Куллинан кивнул на Зетону.
— И нашел ее.
Уоршоу облизнул губы.
— Ну, теперь мы знаем, в чем дело. И что предпримем?
— Мы записали все его откровения, пусть он прослушает их. Его разум поймет, что эти взаимоотношения с Зетоной — невротическая попытка взрослого человека, насильственно помещенного в искусственную утробу, найти свою мать. Как только это понимание поднимется из области, так сказать, подвала, то есть подсознания, на чердак, то есть в сознание, думаю, с ним все будет в порядке.
— Но ведь корабль и был его матерью, — сказал Уоршоу. — Именно в нем находился инкубационный резервуар… то есть материнская утроба.
— Корабль выбросил его из себя. Ваш образ слился для него с образом дяди и заменителем матери быть не мог. Он сам это говорил. Он отправился на поиски в другое место и нашел Зетону. Давайте дадим ему прослушать записи.
Много позже Мэтт Фолк по-прежнему сидел в каюте со всеми четырьмя. Он слушал собственный голос, излагающий события его жизни. И уже все осознавал.
Последовало долгое молчание, когда кончилась последняя запись, когда голос Фолка произнес: «Все, все кончено. И я ужасно одинок».
Эти слова повисли в воздухе. Потом Фолк сказал — холодным, напряженным, безжизненным голосом:
— Спасибо.
— Спасибо? — тупо повторил Уоршоу.
— Да. Спасибо за то, что открыли мне глаза, позволили увидеть то, что таилось в моей голове. Конечно… спасибо.
Лицо у него было угрюмое, полное горечи.
— Ты, конечно, понимаешь, что это необходимо, — заговорил Куллинан. — Понимаешь, зачем мы…
— Да, понимаю. И могу вместе с вами вернуться на Землю. Ваша совесть чиста.
Он перевел взгляд на Зетону, смотревшую на него с беспокойным любопытством, ясно отразившемся на ее широком лице. Фолк еле заметно вздрогнул, когда его взгляд встретился со взглядом девушки. Уоршоу заметил эту реакцию и кивнул. Терапия оказалась успешной.
— Я был счастлив, — продолжал Фолк. — Пока вы не решили, что должны заставить меня вернуться на Землю. Тогда вы прогнали меня через эту мясорубку, выбили из моей головы все заскоки, и… и…
Зетона грузно подошла к Фолку и положила руки ему на плечи.
— Нет, — пробормотал он и отпрянул от нее. — Неужели ты не понимаешь, что все кончено?
— Мэтг… — начал Уоршоу.
— Не называйте меня Мэттом, капитан!

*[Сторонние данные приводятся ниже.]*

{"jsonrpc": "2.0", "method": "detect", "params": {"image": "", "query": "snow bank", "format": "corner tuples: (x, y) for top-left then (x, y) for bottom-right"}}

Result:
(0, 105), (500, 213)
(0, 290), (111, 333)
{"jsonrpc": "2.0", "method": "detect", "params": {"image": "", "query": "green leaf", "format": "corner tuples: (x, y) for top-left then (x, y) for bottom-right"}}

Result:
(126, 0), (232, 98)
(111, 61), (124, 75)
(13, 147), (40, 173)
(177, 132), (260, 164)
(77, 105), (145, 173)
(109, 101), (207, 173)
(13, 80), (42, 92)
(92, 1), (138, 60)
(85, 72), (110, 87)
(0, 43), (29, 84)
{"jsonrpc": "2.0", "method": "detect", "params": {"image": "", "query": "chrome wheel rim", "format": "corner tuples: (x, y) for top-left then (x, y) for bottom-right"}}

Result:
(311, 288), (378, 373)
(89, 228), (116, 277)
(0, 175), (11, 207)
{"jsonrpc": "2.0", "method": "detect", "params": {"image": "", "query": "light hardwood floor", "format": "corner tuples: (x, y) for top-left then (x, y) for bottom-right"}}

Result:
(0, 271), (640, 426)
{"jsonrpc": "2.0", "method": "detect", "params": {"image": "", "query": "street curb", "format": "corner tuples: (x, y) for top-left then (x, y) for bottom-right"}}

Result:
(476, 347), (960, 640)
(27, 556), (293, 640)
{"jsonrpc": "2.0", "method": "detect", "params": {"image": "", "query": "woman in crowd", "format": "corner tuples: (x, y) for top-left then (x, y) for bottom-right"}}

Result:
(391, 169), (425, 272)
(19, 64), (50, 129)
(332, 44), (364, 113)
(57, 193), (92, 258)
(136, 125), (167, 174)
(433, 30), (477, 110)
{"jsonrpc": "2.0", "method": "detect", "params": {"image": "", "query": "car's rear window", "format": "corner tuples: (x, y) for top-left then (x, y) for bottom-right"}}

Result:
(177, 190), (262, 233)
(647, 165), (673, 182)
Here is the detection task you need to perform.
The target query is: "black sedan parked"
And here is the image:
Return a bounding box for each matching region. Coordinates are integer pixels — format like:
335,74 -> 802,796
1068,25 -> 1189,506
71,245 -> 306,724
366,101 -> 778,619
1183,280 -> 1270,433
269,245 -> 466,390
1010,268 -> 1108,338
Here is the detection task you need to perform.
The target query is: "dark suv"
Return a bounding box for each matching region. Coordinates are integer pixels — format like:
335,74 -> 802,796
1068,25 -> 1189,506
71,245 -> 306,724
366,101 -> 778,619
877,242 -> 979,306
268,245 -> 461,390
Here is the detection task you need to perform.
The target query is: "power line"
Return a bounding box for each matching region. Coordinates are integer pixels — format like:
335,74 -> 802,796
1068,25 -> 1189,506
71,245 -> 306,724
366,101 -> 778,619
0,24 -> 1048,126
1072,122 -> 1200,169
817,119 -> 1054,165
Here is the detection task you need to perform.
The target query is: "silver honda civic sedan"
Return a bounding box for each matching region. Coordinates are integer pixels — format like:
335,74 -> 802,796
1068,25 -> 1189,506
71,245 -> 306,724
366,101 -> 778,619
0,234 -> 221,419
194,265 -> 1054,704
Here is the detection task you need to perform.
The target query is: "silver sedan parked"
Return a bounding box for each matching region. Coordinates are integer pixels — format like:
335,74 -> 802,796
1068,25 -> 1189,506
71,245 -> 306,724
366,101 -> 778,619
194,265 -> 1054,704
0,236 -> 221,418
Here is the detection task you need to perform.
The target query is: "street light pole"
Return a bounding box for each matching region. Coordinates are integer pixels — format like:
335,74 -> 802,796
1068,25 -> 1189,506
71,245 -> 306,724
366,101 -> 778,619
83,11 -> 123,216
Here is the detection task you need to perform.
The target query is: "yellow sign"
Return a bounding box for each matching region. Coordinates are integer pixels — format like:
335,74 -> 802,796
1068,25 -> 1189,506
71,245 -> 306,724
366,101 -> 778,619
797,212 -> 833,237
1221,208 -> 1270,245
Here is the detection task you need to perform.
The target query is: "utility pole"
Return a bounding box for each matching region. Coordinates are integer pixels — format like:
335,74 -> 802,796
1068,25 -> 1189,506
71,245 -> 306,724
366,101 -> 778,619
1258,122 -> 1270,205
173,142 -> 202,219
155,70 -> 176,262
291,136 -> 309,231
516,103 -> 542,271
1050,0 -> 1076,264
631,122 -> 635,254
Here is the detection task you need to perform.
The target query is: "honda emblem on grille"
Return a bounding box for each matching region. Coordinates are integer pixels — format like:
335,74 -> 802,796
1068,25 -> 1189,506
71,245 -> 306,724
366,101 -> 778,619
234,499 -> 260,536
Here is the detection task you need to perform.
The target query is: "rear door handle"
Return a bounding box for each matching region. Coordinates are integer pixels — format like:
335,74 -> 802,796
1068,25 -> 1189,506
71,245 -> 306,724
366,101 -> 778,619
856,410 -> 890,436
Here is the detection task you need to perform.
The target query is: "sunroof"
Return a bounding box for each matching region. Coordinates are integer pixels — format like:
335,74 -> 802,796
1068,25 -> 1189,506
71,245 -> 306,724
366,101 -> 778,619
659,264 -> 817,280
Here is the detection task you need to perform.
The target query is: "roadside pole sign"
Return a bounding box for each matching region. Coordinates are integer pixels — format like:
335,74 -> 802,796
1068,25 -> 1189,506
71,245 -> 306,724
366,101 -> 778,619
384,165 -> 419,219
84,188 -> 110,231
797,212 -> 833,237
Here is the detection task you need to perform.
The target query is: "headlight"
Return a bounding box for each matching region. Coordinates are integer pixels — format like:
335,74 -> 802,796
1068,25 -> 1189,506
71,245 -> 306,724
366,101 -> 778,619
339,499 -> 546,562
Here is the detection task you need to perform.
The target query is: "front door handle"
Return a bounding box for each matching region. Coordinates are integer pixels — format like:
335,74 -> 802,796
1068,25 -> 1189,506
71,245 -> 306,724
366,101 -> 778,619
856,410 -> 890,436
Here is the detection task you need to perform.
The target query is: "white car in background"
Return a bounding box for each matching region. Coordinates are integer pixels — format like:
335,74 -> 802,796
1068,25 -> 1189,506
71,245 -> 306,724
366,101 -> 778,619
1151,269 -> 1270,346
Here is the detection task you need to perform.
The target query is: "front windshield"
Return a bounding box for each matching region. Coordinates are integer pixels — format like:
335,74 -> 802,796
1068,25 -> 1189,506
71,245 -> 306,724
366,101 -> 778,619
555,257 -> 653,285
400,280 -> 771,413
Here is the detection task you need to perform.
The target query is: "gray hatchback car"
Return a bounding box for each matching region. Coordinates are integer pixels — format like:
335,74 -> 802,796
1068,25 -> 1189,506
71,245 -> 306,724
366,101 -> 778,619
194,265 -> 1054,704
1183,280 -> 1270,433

Я больше не в материнской утробе, я снова член вашего экипажа. — Он обратил на Уоршоу грустный взгляд. — У нас с Зетоной было что-то хорошее, теплое и прекрасное, но вы уничтожили это. Разбитую чашку не склеить. Ладно. Теперь я готов вернуться на Землю.
Не добавив ни слова, он покинул каюту. Уоршоу сумрачно посмотрел на Куллинана, на Зетону и опустил взгляд.
Он боролся, чтобы сохранить Мэтта Фолка, и победил… или нет? Формально — да. Но вот что касается духа… Фолк никогда не простит ему содеянного.
Уоршоу пожал плечами, вспомнив слова из инструкции: «Коммандер должен относиться к члену своего экипажа как отец к собственному ребенку».
Нет, он не допустит, чтобы печальные глаза Фолка расстраивали его. Огорчение парня было вполне предсказуемо.
Ведь ни один ребенок не прощает родителям того, что его вытащили из материнской утробы.
— Пойдемте со мной, Зетона, — обратился Уоршоу к крупной, загадочно ухмыляющейся чужеземной девушке. — Я отведу вас в город.